I programmi ministeriali sono adatti?
«In tanti dicono che sono sorpassati, ma io non amo l’approccio polemico e sono abituato a trasformare i vincoli in opportunità. Quindi prendiamo quel poco di buono che la scuola offre ai giovani per avvicinarli al mondo della ristorazione in cucina e in sala, ovvero la pratica. Poi ognuno dovrà metterci del suo».
In che senso?
«Io sono uno che ha ribaltato i pronostici. Vengo da Matera e sono scappato dalla cultura del lamento: lavoravo per 400mila lire al mese, ma avevo lo sguardo rivolto al futuro. Ho investito su me stesso e sui doveri del mio lavoro. Oggi, invece, ci preoccupiamo sempre dei diritti che abbiamo, sempre meno dei doveri che fanno arrivare grandi risultati»
Doveri a parte, quali sono le qualità giuste per un uomo di sala?
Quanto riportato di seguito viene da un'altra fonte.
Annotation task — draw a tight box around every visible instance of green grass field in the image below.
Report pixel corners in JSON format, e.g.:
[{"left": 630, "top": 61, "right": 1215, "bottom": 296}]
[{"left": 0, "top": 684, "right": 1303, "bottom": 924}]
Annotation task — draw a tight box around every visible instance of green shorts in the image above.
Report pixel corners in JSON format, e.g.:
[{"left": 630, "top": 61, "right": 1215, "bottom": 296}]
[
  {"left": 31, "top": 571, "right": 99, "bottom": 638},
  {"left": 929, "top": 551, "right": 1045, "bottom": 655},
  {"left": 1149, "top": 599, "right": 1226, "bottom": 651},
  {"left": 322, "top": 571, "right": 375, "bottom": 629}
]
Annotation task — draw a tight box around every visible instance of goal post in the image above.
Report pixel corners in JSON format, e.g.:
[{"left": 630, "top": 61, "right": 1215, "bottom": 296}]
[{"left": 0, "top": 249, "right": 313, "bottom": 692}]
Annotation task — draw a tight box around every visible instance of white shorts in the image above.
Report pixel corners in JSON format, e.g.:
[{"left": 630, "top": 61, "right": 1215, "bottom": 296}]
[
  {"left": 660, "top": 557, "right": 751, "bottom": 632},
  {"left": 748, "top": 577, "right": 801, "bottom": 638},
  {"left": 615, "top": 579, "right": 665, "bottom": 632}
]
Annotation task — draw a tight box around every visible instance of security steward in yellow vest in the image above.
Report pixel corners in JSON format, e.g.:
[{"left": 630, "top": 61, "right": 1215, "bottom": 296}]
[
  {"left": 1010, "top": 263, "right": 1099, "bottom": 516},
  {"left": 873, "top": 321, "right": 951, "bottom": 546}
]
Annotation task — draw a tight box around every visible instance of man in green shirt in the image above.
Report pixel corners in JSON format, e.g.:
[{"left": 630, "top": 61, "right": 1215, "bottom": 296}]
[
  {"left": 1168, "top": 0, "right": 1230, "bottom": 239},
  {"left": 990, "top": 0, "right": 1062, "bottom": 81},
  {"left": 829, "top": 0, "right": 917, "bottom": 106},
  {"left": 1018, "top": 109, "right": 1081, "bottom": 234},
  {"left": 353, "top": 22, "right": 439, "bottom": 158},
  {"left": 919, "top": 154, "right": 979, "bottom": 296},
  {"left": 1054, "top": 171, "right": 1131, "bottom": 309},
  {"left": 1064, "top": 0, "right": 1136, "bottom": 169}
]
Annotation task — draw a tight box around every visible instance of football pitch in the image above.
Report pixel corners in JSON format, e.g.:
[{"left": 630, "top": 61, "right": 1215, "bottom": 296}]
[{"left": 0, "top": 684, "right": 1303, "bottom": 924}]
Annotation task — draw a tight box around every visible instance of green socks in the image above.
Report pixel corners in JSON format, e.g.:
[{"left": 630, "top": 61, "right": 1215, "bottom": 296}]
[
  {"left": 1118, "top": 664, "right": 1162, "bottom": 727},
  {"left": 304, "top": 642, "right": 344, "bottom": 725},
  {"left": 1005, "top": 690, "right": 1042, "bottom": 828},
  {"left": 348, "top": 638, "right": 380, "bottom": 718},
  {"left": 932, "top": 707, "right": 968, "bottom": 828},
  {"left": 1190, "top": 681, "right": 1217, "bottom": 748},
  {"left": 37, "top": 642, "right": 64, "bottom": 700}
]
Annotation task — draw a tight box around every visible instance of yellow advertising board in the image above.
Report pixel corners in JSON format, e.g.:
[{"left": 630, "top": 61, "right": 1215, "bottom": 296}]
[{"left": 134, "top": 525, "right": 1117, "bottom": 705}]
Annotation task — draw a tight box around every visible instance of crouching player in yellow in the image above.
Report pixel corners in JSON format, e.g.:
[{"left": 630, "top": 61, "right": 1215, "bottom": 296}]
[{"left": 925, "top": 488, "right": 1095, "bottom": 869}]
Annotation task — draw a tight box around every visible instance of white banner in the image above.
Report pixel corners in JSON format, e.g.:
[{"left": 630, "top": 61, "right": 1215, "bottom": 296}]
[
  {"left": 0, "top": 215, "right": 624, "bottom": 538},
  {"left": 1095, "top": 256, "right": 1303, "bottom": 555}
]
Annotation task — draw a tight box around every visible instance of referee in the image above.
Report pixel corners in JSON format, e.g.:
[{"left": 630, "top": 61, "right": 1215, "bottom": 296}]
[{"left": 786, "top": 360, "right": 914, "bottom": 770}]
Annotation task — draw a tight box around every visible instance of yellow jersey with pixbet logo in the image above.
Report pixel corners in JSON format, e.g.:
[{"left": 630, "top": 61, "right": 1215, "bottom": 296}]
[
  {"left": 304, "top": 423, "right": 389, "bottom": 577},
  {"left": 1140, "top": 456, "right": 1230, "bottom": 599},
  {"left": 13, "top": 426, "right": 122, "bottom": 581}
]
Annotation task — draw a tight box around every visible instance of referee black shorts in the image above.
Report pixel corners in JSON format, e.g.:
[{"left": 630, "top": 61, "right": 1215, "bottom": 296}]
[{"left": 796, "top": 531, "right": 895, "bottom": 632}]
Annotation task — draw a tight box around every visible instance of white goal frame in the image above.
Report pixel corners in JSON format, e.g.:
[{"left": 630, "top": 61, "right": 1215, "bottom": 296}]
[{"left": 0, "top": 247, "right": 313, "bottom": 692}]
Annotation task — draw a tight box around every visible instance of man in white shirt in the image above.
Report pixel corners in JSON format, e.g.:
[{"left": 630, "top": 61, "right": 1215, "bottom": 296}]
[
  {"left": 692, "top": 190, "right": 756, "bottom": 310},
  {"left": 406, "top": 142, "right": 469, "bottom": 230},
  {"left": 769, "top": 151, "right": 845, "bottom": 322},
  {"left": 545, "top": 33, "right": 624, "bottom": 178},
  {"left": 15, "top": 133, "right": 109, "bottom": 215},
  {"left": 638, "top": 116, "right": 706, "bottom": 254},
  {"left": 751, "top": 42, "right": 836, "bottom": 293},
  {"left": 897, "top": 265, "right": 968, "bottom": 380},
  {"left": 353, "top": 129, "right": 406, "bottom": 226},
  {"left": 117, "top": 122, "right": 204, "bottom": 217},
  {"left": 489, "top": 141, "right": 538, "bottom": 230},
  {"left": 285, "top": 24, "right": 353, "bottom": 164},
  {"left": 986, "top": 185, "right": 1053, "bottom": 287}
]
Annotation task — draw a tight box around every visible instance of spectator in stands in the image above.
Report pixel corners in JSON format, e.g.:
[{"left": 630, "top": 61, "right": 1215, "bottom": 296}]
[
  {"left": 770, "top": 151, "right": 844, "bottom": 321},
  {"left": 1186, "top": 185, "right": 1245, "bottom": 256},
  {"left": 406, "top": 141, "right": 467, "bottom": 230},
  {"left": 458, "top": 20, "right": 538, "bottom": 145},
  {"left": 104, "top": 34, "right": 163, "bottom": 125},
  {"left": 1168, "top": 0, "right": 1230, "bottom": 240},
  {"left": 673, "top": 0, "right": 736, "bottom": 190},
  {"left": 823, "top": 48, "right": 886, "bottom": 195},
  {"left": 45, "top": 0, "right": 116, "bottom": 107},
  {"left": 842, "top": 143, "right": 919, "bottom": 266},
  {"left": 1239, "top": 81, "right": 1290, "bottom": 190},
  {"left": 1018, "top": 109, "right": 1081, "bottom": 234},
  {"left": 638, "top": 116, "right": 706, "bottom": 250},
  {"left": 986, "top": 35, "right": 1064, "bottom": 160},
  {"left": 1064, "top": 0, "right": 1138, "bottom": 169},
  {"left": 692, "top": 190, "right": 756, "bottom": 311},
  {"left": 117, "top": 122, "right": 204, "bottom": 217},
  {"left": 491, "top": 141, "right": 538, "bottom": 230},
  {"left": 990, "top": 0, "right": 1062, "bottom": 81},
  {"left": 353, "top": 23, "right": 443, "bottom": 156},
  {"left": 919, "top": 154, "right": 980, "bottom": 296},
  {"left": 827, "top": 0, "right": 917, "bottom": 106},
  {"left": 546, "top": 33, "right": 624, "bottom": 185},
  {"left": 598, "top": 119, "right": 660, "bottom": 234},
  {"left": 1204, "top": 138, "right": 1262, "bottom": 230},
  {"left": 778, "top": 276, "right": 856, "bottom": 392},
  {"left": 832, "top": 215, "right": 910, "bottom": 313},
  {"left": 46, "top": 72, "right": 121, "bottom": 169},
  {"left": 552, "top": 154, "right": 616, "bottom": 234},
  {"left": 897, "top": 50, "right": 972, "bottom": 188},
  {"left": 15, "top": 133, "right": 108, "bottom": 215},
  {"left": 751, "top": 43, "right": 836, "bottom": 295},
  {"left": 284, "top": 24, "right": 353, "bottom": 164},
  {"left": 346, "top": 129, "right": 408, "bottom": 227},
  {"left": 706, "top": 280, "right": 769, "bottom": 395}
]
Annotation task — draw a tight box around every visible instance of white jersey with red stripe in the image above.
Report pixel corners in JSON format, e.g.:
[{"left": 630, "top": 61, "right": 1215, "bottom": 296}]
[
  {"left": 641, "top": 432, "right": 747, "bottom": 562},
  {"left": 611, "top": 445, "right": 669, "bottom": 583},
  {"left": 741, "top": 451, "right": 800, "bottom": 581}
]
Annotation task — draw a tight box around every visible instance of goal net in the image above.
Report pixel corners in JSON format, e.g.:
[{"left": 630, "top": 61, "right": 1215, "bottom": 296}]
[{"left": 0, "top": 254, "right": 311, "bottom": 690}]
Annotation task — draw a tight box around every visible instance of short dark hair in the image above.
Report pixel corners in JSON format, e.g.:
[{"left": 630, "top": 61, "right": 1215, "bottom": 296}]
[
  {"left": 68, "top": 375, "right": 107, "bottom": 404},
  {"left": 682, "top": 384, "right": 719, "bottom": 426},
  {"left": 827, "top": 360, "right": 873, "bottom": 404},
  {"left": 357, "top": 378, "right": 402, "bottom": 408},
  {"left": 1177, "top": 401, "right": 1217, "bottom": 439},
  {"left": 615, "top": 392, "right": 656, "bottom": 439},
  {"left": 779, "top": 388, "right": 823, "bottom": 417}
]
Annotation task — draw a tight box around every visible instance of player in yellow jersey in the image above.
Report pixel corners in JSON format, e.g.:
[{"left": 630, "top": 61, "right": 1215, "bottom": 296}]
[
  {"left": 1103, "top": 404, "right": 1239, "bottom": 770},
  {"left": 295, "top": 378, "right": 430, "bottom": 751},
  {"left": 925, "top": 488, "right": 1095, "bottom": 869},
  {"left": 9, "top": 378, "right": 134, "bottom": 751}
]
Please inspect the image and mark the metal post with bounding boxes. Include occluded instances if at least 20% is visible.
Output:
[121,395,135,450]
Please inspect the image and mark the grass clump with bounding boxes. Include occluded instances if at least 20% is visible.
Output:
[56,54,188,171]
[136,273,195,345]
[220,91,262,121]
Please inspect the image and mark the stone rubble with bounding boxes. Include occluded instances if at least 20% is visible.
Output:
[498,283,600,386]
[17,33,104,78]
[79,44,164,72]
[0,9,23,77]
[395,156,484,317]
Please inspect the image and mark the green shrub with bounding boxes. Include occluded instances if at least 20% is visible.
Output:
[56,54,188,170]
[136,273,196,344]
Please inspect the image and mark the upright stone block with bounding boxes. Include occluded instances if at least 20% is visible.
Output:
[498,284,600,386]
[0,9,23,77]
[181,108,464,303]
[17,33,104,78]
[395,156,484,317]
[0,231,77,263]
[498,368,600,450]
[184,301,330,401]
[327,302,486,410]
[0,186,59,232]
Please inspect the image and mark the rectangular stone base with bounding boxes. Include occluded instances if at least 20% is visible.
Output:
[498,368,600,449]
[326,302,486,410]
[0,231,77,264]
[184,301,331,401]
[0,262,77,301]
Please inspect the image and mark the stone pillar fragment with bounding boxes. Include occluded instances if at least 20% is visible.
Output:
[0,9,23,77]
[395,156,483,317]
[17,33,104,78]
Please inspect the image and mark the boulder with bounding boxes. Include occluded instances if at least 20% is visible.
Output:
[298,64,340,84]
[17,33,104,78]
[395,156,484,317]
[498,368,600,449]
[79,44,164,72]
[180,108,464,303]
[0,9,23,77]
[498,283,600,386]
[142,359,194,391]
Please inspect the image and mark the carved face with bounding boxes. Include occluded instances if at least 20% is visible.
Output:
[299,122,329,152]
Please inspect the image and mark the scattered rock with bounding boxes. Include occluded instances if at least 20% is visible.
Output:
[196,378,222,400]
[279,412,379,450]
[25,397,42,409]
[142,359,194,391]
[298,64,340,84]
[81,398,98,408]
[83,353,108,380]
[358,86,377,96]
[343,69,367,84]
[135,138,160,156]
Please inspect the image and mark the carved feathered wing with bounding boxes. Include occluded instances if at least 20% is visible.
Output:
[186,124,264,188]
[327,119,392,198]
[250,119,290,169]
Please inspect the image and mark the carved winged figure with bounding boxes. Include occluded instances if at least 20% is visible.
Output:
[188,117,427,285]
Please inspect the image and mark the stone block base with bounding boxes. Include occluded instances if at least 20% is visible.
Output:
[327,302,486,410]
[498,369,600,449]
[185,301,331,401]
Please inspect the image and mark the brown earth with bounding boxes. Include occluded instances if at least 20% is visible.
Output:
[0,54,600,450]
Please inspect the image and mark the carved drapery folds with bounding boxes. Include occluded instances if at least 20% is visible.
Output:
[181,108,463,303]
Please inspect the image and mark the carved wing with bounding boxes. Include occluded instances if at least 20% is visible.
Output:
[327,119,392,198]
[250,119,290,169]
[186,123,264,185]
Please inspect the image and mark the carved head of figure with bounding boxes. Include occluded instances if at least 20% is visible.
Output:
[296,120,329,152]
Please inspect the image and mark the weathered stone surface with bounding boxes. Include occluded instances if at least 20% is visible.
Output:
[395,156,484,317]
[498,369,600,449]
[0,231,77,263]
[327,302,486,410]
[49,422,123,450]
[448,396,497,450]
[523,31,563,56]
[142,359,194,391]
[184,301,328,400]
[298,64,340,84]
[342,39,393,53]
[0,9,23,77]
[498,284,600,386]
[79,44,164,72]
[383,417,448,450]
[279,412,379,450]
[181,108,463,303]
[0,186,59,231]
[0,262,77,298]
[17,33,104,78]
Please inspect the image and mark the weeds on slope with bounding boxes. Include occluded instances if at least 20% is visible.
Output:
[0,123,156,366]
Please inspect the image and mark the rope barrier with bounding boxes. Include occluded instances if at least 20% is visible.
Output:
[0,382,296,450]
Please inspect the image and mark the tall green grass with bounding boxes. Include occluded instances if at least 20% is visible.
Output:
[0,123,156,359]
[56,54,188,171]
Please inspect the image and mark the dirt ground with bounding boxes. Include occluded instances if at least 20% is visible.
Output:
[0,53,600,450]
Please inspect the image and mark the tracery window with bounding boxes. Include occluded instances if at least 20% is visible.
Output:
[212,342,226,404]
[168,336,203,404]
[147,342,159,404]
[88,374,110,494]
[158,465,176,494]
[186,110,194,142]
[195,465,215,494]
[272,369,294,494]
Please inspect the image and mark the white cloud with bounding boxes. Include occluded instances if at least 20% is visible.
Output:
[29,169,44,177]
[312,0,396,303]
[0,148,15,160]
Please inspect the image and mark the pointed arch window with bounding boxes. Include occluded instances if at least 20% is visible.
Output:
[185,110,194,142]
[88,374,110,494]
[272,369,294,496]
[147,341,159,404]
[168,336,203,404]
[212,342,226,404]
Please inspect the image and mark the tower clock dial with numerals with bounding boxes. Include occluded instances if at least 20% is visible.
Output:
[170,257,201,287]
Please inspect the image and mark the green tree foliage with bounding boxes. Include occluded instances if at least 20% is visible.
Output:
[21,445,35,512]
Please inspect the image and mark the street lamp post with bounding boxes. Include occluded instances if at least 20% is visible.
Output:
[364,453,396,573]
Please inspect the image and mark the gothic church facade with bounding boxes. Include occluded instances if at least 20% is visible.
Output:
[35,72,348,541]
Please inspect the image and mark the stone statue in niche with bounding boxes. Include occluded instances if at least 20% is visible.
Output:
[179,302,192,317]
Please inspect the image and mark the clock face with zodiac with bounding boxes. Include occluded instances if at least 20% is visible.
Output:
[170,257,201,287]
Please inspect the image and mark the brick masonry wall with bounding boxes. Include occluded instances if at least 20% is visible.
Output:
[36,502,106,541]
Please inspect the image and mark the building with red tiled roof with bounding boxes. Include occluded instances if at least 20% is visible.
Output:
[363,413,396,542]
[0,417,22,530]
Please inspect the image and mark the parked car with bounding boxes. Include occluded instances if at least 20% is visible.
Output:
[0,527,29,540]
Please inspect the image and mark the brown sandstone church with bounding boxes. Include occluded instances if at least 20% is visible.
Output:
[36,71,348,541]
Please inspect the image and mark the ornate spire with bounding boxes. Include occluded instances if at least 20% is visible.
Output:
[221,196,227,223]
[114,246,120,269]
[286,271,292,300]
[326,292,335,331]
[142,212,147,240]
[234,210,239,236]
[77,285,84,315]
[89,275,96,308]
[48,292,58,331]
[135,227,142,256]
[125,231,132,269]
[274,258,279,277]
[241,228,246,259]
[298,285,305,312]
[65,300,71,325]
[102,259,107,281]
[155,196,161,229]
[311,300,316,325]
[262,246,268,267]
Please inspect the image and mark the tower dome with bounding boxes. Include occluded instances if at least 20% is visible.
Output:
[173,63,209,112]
«Un uomo di sala deve avere grandi qualità dal punto di vista umano e deve essere in grado di servire. “Servire” è un elemento cardine del lavoro di sala, io sono fiero di essere un cameriere (ed è così che preferisco essere chiamato, mi imbarazza essere chiamato maitre o direttore) e vorrei invitare i giovani a sognare di diventarlo. Mi interessa restituire dignità a un mestiere straordinario che gli italiani sono in grado di fare in maniera straordinaria: i migliori uomini di sala e cantina sono italiani, ma sono dovuti andare all’estero perché qui non hanno trovato spazio per crescere ed essere gratificati».
Tornando alla questione principale: come si riporta l’attenzione sui mestieri di sala?
«Facendola sognare ai ragazzi spiegando loro quanto è importante. Occorre riempire i dibattiti di contenuti e non di polemiche, occorre costruire delle palestre in cui i giovani possano completare il loro percorso e tornare a riempire le classi degli istituti alberghieri. Poi magari col tempo cambierà anche la scuola e i suoi programmi. Siamo noi stessi a dover fare arrivare i messaggi giusti. Un esempio: in genere le brigate di sala sono organizzate in maniera verticale, così il ragazzino appena arrivato deve stare zitto e prendere le bottiglie. In Francescana abbiamo passato gli ultimi otto anni a smontare questo assunto mettendo in grado anche l’ultimo arrivato di essere subito operativo. Questo è importante sia per chi viene inserito sia per i clienti perché si crea un clima piacevole e leggero».
C’è altro?
«Sì, sapere che in un ristorante non c’è un solo cliente, ma tanti clienti con esigenze diverse e per questo bisogna avere una grande apertura mentale: i cinesi non salutano né quando entrano né quando vanno via perché fa parte del loro costume non perché sono maleducati; gli americani enfatizzano qualsiasi portata e così via dicendo. Infine la sala è anche il punto cardine per il futuro dell’agroalimentare italiano. Sono i camerieri a esaltare i piatti e i loro ingredienti».